A noite de dia 19 foi marcada por posições. Florentino Pérez deu uma entrevista ao “El Chiringuito”, famoso formato espanhol, em que explicou detalhadamente o seu plano para o futuro do futebol, enquanto o Liverpool vs. Leeds United destacava-se por palavras contra a Super Liga nas camisolas de treino do Leeds, e uma conferência de imprensa posterior onde treinadores e jogadores não apoiavam estas novas vertentes competitivas.

Terça-feira, 20 de abril é crucial. Ao meio-dia, há rumores de que alguns clubes querem desistir da ESL. O The Times avança mesmo que um clube inglês já tenha abandonado. O início do fim estava próximo.

Jordan Henderson, capitão do Liverpool, convoca uma reunião por Zoom com o resto dos capitães dos clubes da Premier League, e finalmente decidem a posição oficial dos jogadores: não concordam e desaprovam a nova Super Liga Europeia.

Adeptos do Chelsea FC manifestavam-se em frente ao estádio do clube, quando finalmente foi anunciada a desistência da ESL.

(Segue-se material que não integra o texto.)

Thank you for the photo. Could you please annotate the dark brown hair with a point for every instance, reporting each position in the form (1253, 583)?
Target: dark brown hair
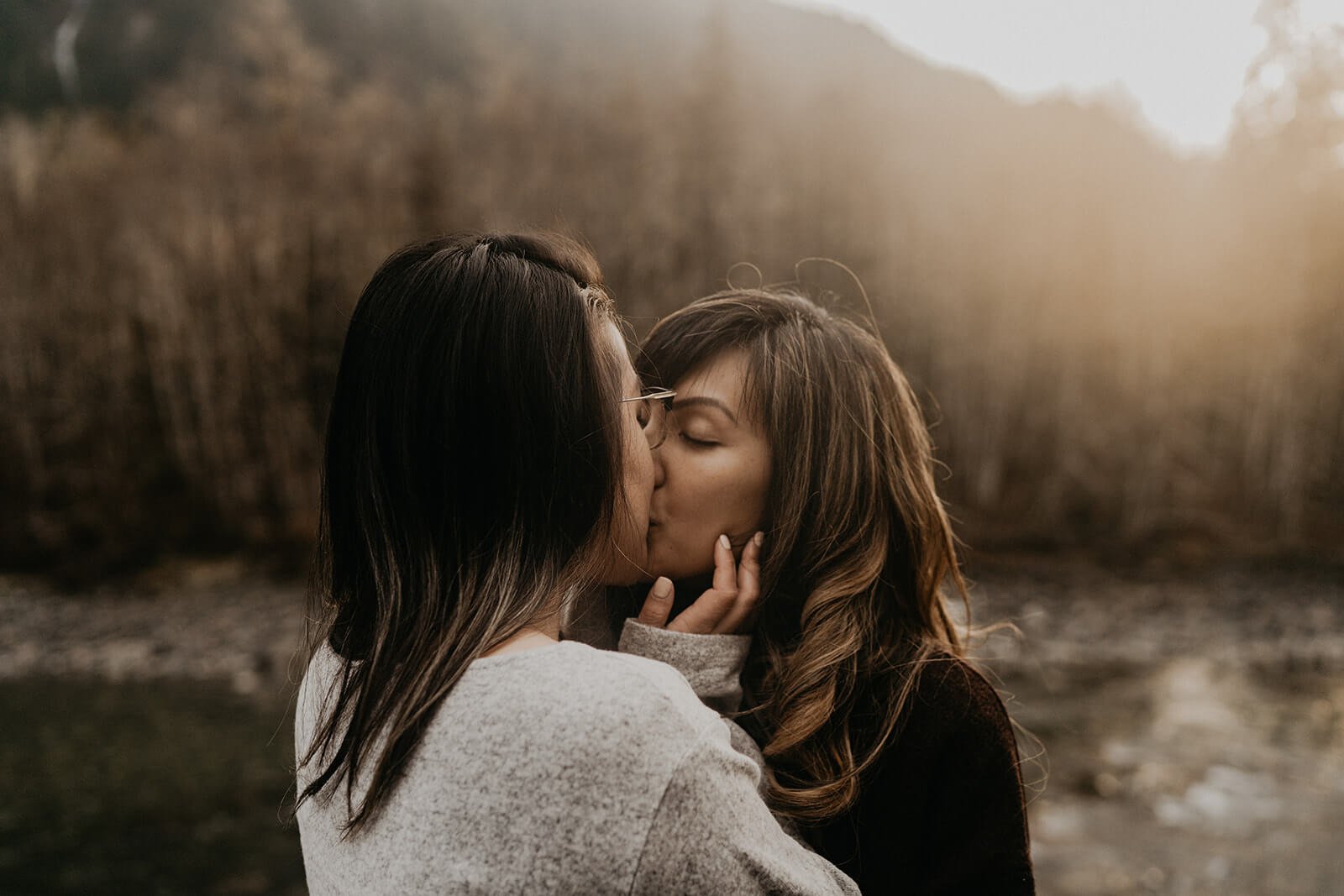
(858, 543)
(472, 463)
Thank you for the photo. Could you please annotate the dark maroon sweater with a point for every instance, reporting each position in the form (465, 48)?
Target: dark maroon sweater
(942, 808)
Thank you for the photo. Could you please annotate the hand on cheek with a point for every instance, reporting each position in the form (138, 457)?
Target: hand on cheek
(727, 607)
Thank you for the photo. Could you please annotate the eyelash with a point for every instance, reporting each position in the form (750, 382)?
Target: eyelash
(696, 443)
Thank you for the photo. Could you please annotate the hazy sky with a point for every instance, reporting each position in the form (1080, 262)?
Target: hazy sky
(1182, 60)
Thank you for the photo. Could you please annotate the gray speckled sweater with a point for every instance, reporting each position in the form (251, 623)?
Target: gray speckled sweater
(564, 770)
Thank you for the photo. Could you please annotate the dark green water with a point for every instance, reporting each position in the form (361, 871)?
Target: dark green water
(144, 788)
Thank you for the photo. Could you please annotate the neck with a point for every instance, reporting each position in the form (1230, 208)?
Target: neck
(533, 637)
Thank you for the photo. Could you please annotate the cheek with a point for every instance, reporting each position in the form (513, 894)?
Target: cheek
(716, 495)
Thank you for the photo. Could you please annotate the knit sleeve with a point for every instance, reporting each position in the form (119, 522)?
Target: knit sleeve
(712, 835)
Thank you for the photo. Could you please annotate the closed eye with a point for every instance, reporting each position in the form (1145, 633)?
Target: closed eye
(696, 443)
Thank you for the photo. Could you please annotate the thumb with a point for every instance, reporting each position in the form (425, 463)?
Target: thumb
(658, 606)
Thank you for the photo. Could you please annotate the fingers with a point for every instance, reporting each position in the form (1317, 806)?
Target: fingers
(658, 606)
(730, 605)
(725, 567)
(743, 616)
(705, 616)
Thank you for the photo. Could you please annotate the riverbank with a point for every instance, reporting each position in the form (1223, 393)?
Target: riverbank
(1184, 731)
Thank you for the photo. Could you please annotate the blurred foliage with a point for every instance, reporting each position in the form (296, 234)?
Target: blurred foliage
(1120, 349)
(165, 788)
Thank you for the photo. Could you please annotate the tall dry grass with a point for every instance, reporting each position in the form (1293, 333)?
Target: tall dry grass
(1120, 349)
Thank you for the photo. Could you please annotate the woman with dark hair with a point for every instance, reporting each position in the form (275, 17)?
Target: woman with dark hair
(884, 743)
(486, 459)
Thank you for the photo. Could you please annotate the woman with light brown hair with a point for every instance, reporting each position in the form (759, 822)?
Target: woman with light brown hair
(884, 743)
(486, 461)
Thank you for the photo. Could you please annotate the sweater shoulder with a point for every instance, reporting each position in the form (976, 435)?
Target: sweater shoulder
(586, 689)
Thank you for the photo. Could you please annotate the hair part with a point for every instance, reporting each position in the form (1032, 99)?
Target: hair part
(859, 547)
(472, 468)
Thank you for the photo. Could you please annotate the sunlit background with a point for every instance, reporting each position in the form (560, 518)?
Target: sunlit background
(1182, 65)
(1104, 239)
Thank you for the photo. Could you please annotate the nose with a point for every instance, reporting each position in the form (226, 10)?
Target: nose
(660, 472)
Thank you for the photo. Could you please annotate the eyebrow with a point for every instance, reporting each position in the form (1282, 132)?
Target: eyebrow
(705, 399)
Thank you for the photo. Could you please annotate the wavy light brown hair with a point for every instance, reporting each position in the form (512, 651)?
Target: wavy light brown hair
(472, 469)
(859, 548)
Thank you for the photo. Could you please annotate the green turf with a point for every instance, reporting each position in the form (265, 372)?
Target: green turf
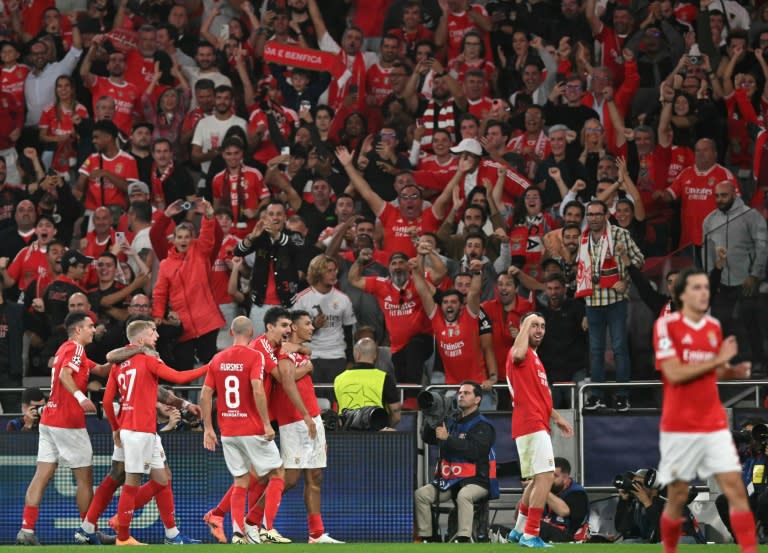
(395, 547)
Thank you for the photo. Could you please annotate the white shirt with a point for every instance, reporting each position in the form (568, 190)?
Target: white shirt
(210, 131)
(327, 342)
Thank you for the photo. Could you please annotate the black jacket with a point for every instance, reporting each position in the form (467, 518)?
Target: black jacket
(287, 256)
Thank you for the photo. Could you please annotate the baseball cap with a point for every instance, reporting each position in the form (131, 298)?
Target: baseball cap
(468, 145)
(72, 258)
(138, 187)
(32, 394)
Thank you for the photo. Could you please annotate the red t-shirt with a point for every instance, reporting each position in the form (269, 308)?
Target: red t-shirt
(29, 264)
(692, 406)
(230, 374)
(404, 314)
(123, 165)
(12, 81)
(62, 409)
(696, 192)
(282, 407)
(126, 96)
(459, 346)
(501, 321)
(397, 237)
(377, 83)
(220, 272)
(532, 399)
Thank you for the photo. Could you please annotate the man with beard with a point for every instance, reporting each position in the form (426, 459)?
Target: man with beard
(564, 348)
(206, 68)
(567, 508)
(14, 238)
(456, 329)
(531, 417)
(743, 231)
(126, 94)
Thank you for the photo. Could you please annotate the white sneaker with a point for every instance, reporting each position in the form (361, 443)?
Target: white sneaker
(251, 534)
(325, 538)
(272, 536)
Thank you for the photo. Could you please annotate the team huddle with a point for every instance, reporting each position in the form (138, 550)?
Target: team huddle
(255, 381)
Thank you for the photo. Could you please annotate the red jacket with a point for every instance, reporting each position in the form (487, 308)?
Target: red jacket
(183, 282)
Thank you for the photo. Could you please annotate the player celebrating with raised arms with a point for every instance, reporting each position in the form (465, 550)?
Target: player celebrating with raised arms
(63, 438)
(527, 381)
(236, 375)
(691, 355)
(134, 430)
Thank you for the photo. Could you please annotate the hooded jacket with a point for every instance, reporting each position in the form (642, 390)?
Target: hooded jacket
(742, 232)
(183, 284)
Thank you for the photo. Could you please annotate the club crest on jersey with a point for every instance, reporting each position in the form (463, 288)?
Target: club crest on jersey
(712, 339)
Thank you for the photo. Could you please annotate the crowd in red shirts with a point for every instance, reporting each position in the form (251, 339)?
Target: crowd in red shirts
(500, 150)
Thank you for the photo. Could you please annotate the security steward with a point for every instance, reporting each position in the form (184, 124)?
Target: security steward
(466, 470)
(363, 385)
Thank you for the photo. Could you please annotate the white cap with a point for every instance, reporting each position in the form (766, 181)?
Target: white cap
(468, 145)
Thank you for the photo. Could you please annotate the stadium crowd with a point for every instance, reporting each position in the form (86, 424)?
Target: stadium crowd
(423, 172)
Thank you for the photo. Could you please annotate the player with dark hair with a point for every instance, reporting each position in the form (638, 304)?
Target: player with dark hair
(533, 410)
(63, 438)
(691, 355)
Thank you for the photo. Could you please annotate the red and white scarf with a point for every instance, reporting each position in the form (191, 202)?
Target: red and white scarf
(607, 268)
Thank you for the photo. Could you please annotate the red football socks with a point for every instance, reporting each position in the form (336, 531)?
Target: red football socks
(533, 524)
(671, 530)
(101, 499)
(30, 518)
(238, 496)
(743, 524)
(274, 495)
(125, 511)
(316, 527)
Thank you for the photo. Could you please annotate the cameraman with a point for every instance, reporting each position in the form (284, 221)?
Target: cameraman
(638, 511)
(464, 470)
(752, 454)
(32, 399)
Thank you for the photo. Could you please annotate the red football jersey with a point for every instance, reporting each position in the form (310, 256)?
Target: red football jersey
(126, 96)
(397, 235)
(282, 408)
(692, 406)
(230, 374)
(531, 397)
(377, 83)
(696, 192)
(62, 409)
(136, 379)
(403, 312)
(103, 192)
(459, 346)
(12, 81)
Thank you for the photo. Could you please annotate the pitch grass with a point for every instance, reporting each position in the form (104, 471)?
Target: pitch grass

Às 18h45, antes de um jogo para a Liga Inglesa, o repórter da BBC Dan Roan afirma que o Chelsea desistiu oficialmente da Super Liga, e que os restantes clubes ingleses fariam o mesmo brevemente.

Pelas 23h, Ed Woodward, o chefe executivo do Manchester United fora despedido após 16 ao leme, e o clube retirava-se da competição juntamente com os outros 4 clubes ingleses envolvidos.

Na quarta-feira, Andrea Agnelli declara que “não há condições para continuar com a competição” e saem mais 4 clubes. Os 3 italianos e o Atlético de Madrid, de Espanha. Ficavam Real Madrid, clube fundador e membro-chefe da direção, e o eterno rival FC Barcelona, que lançava um apelo aos sócios para a participação na ESL ir a votos. A competição é oficialmente declarada como suspensa.

Apesar da curta duração deste tumulto no mundo futebolístico, Florentino Pérez afirma que não é o fim, e que haverá processos legais contra os clubes que desistiram da Super Liga Europeia, e que tentará sempre “lutar pela melhora do futebol mundial”.

A ESL prometeu mudar o paradigma do desporto-rei, mas a atitude dos adeptos, jogadores, e restantes intervenientes deixa uma réstia de esperança do que será o futuro do futebol, retirando poder aos donos dos clubes que se mostraram pensar ser os verdadeiros “deuses”.